Witches on the Intarwebs

Yes, I am aware that we’re blowing through bandwidth around here like it was going out of style. Some of you people will have to find somewhere else to waste productive work hours. (I’m looking in your direction, Seal Online people. That project is dead. Move on.)

I was out of town this weekend, but I did arrive home, to my beloved World of Warcraft, in time to witness what had to be The Best Ironforge Conversation of the Week:

Women on the Intarwebs

Well played, Moon****. Well played.

P.S. I see there’s a patchlet available today for World of Warcraft, version 1.12.1, which will take 38 years to bittorrent. No time like the present, DO IT NOW!!

The Emo Tank

I’ve got to believe that my guild is not the only one that’s experienced this phenomenon: The Emo Tank. I’m going to believe that because the other explanations are too horrifying — we as a guild are somehow attracting these nutbars, or, worse, we are the cause of said nuttiness.

Some background. Once upon a time, we were allied with another guild for raiding purposes. Their main warrior had this habit of doing a stream-of-consciousness play-by-play commentary for every single boss fight. Something like this: “I’m at 80 health, gonna need a heal soon, ok, got a heal, thank you whoever that was, now Onyxia is at 95, I’ll need more heals, knockback!! ok got a heal, I’ll try to find a good spot to stand, we’ll have phase two when it’s time, I’m at 70 health, 65!!! ok got a heal, thanks again, think I found a good spot, I’M TAKING SERIOUS DAMAGE HERE, ok healed …”

Oh ya, it was hilarious. So I did an impression one night of his Ventrilo play by play. My impression was very popular and spawned many other variations for everyone’s amusement. HE, however, was not amused. I got yelled at for being a dick and I apologized. (Between you and me, it wasn’t a sincere apology. That shit was funny — he was being too sensitive.)

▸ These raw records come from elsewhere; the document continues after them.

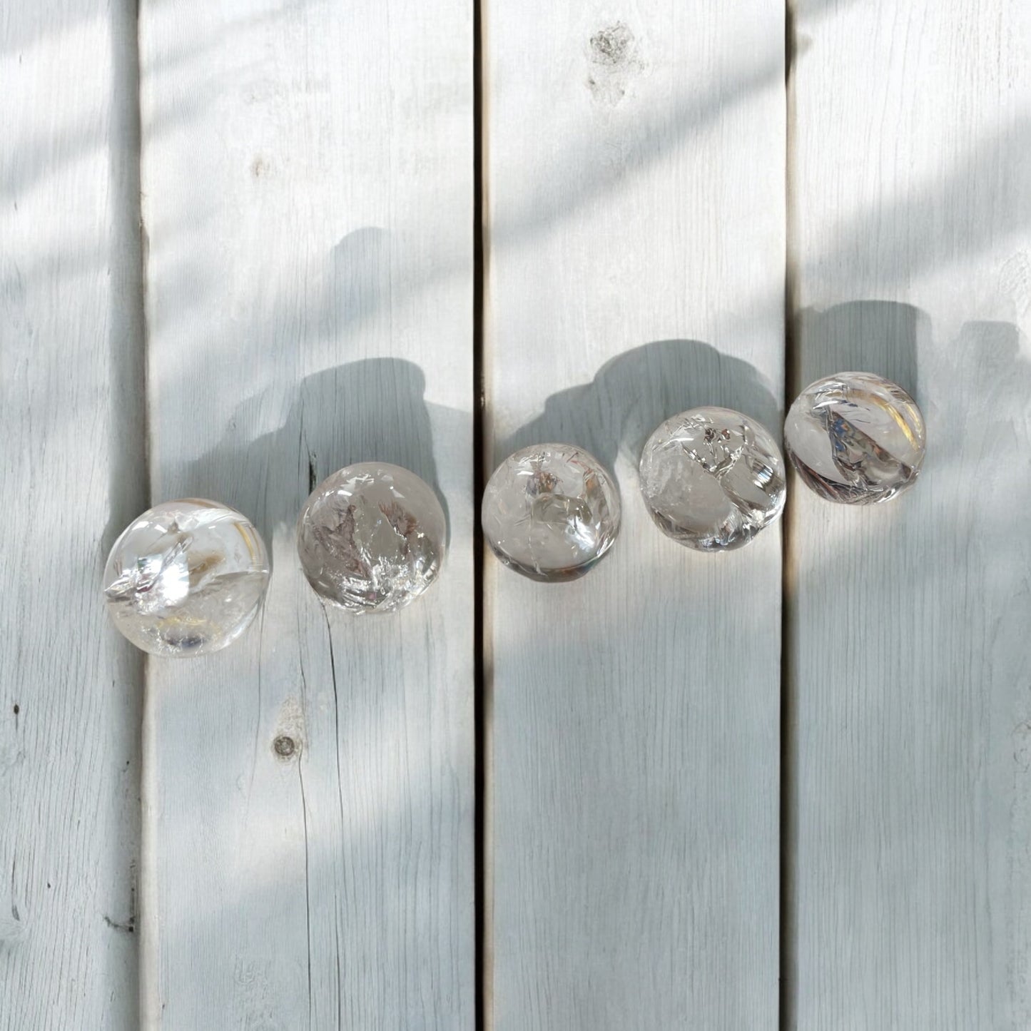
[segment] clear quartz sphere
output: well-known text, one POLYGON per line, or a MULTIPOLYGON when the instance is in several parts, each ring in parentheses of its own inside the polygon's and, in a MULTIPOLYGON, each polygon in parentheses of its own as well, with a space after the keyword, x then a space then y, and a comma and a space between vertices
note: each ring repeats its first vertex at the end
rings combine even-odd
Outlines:
POLYGON ((356 616, 394 612, 414 601, 440 573, 446 539, 433 488, 385 462, 334 472, 311 492, 297 521, 308 583, 356 616))
POLYGON ((917 402, 890 379, 839 372, 795 398, 784 442, 792 465, 828 501, 868 505, 911 487, 925 447, 917 402))
POLYGON ((769 432, 747 415, 692 408, 648 437, 640 486, 663 533, 700 552, 728 552, 784 511, 784 459, 769 432))
POLYGON ((104 569, 114 626, 152 655, 194 656, 231 644, 268 586, 258 531, 215 501, 166 501, 122 534, 104 569))
POLYGON ((620 532, 611 475, 572 444, 535 444, 509 455, 484 491, 484 535, 509 568, 535 580, 583 576, 620 532))

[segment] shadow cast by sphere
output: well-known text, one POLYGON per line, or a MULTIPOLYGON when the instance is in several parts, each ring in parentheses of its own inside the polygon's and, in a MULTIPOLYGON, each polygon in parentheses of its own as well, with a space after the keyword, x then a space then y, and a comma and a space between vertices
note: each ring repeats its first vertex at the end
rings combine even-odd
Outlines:
POLYGON ((806 492, 795 502, 785 778, 797 894, 785 921, 808 977, 792 1004, 802 1023, 828 995, 865 1006, 863 986, 896 984, 904 957, 933 955, 906 967, 901 1018, 887 1005, 871 1012, 877 1026, 937 1026, 942 971, 966 992, 970 950, 987 952, 999 934, 956 885, 1006 861, 997 800, 1020 797, 1024 772, 1009 743, 1028 713, 1031 545, 1013 526, 1031 503, 1017 472, 1027 466, 1031 362, 1008 323, 942 336, 921 309, 883 301, 799 320, 797 386, 846 369, 887 375, 921 405, 928 451, 920 481, 889 504, 850 509, 806 492), (818 898, 807 885, 834 887, 818 898), (862 953, 847 977, 859 988, 844 994, 840 969, 814 962, 842 926, 862 953), (886 947, 865 947, 873 941, 886 947))
POLYGON ((931 320, 911 304, 849 301, 797 317, 798 381, 793 395, 837 372, 875 372, 917 398, 917 355, 931 340, 931 320))
POLYGON ((495 461, 535 443, 586 447, 607 469, 636 465, 652 431, 688 408, 734 408, 780 436, 779 408, 758 370, 699 340, 656 340, 613 358, 594 379, 553 394, 543 412, 495 448, 495 461))
MULTIPOLYGON (((270 540, 276 527, 293 525, 330 473, 355 462, 389 462, 425 479, 447 518, 425 388, 411 362, 351 362, 303 379, 278 428, 253 436, 270 403, 268 392, 259 394, 237 407, 219 443, 185 468, 184 489, 238 508, 270 540)), ((447 527, 450 537, 450 518, 447 527)))

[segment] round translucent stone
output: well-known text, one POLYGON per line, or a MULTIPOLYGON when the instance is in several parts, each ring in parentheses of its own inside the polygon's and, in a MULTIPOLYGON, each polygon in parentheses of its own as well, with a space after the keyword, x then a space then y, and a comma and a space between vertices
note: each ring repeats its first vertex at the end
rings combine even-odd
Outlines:
POLYGON ((246 517, 187 498, 155 505, 114 541, 104 594, 114 626, 137 647, 206 655, 251 625, 268 573, 265 544, 246 517))
POLYGON ((620 493, 586 451, 535 444, 494 470, 481 519, 488 543, 506 566, 535 580, 574 579, 616 542, 620 493))
POLYGON ((659 529, 700 552, 742 547, 784 510, 776 442, 730 408, 692 408, 667 419, 644 445, 640 484, 659 529))
POLYGON ((297 521, 308 583, 356 616, 414 601, 444 560, 447 521, 433 489, 383 462, 348 465, 312 491, 297 521))
POLYGON ((784 442, 798 474, 822 498, 868 505, 916 480, 924 461, 924 417, 890 379, 839 372, 798 395, 784 442))

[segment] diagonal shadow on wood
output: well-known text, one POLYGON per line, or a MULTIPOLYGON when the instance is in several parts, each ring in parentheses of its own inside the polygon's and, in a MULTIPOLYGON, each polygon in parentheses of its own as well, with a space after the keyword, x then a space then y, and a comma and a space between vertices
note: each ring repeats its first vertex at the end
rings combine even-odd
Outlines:
POLYGON ((688 408, 742 411, 780 436, 778 404, 756 368, 700 340, 655 340, 613 358, 589 384, 553 394, 543 412, 495 447, 495 461, 534 443, 586 447, 610 471, 636 465, 652 431, 688 408))

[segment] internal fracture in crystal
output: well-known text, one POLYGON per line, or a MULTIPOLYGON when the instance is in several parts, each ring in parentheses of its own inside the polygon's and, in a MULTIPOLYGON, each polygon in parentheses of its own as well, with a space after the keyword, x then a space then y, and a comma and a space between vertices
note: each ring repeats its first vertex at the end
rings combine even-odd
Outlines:
POLYGON ((897 384, 869 372, 818 379, 795 399, 785 448, 807 487, 844 504, 888 501, 916 481, 924 418, 897 384))
POLYGON ((246 517, 214 501, 167 501, 114 542, 104 595, 114 626, 152 655, 195 656, 236 640, 268 585, 265 544, 246 517))
POLYGON ((509 568, 535 580, 574 579, 616 542, 619 490, 586 451, 535 444, 494 470, 484 492, 483 527, 509 568))
POLYGON ((784 459, 769 432, 747 415, 692 408, 648 438, 640 487, 667 536, 702 552, 731 551, 784 510, 784 459))
POLYGON ((361 462, 311 493, 297 522, 308 583, 348 612, 393 612, 437 578, 447 522, 433 489, 408 469, 361 462))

As I’ve told you before, that alliance ended the one day and that was the end of our first Emo Tank encounter, although we hadn’t coined the term as of yet.

Fast forward a few months and we have this secondary tank in the guild — some would call him the primary offtank, the #2 warrior. Basically, he’s the guy that offtanks the second most troublesome add/guard in a boss encounter or he’ll tank the boss itself if the MT (that’s Mr. Main Tank to you kids!) loses aggro for some reason.

This new emo warrior would regularly descend into self deprecation and long-winded apologies whenever the boss fight or the raid didn’t go well, which was really annoying because he’d need reassuring for 15 minutes and he’d have to talk to a guild officer and he wanted the MT (that’s Mr. Main Tank to you peons) to evaluate his tanking skills and on and on until no piece of uberness could ever be worth dealing with that shit.

Exhausted of this love-me-now routine, I rebuked him one night, by telling him to “Save it for your Myspace, man”. And, out of that rebuke, a running bit in /gu chat and Ventrilo about The Emo Tank and his Myspace was born.

“Dear Myspace, I screwed up the Razorgore kiting today. I need a hug.” “Dear Myspace, I disconnected during the Skeram fight. I’m so ashamed.” “Dear Myspace, I think my guild wants to /gkick me. I feel so alone.”

OF COURSE, his feelings were hurt and I got yelled at for being a dick. Again.

He left the guild after a time (no, not because of The Emo Tank stuff), and one little side benefit of his departure, so we figured, was no more Emo Tank — how wrong we were.